Bureaucracies, militaries, etc. are unproductive but necessary to varying extents.

No, the civil service and the military perform useful services. They are not, however, services that emerge from market transactions, hence the resort to public agency.

T. Shaw
T. Shaw
Tuesday, November 27, AD 2012 8:13pm

” . . . the civil service and the military perform useful services.”

Truth. The military destroys things and kills people in order to prevent such evils from being inflicted on the citizenry. It does not (since they stopped issuing letters of marque) produce wealth, goods, or servicers. It takes assets, economic resources, wealth from the producers. Similarly, the civil service/bureaucrats do not produce but take from the productive sectors.

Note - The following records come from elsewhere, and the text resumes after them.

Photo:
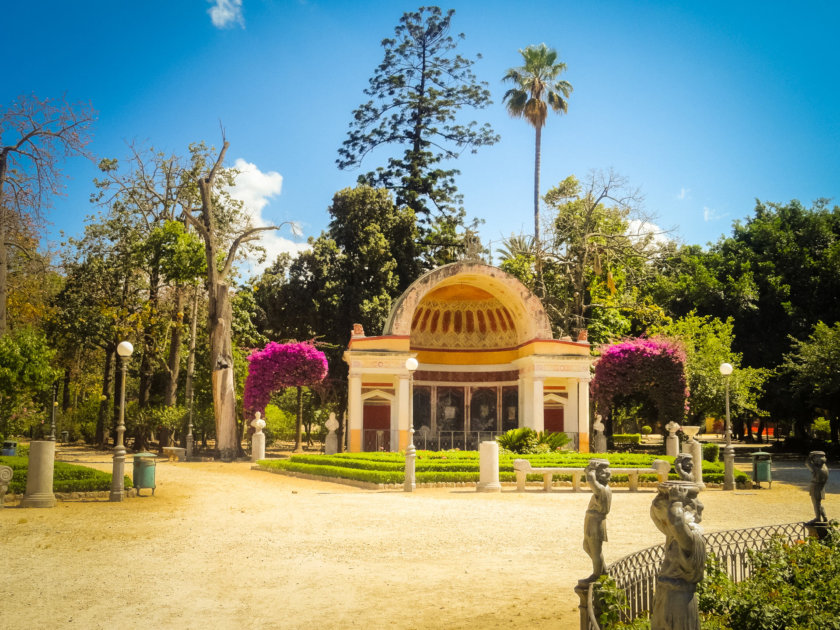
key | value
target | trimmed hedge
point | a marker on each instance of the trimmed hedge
(66, 477)
(463, 466)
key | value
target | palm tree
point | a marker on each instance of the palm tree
(537, 88)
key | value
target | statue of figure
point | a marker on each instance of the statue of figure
(677, 511)
(684, 466)
(595, 523)
(819, 476)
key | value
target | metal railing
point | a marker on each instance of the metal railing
(636, 574)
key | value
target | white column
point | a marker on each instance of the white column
(355, 413)
(583, 415)
(399, 433)
(538, 419)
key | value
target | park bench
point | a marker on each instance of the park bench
(523, 468)
(175, 453)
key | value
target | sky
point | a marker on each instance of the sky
(703, 106)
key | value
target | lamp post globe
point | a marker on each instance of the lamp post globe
(726, 370)
(124, 350)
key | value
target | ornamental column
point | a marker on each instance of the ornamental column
(355, 413)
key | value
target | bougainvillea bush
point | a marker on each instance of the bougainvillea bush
(654, 367)
(281, 365)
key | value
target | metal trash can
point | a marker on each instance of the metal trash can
(761, 468)
(144, 471)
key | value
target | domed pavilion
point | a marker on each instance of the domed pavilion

And, above the two are politicians that deal in coersion and fraud; and have devolved into latter-day Gracchi trading bread and circuses for votes.

Some thoughts:

This rewards bad behavior.

See Zerohedge, PA has issued a study showing how a family of four on various welfare entitlements has higher disposable income than the similar family that grosses $69,000 a year.

There is no such a thing as a free lunch; or something for nothing. Someone pays for it.

It’s always other people’s money.

Nations reach breaking points when producers/taxpayers become outnumbered by dependents/tax takers.

Symptoms of national disaster include the tax-taking segments growing more rapidly than the wealth-producing sectors, they call it “The evil, unjust private sector.” In 2011, the US national debt grew by more than did the evil, unjust private sector GDP, and that is just one part of the increases in government taking.

Voting for abortionists, sodomists, and class hate-mongers (they promise to take more from somebody else that you hate whom they charge isn’t paying his “fair share”) to feed the Obama-voting moron bloc is not one of the Corporal Works of Mercy.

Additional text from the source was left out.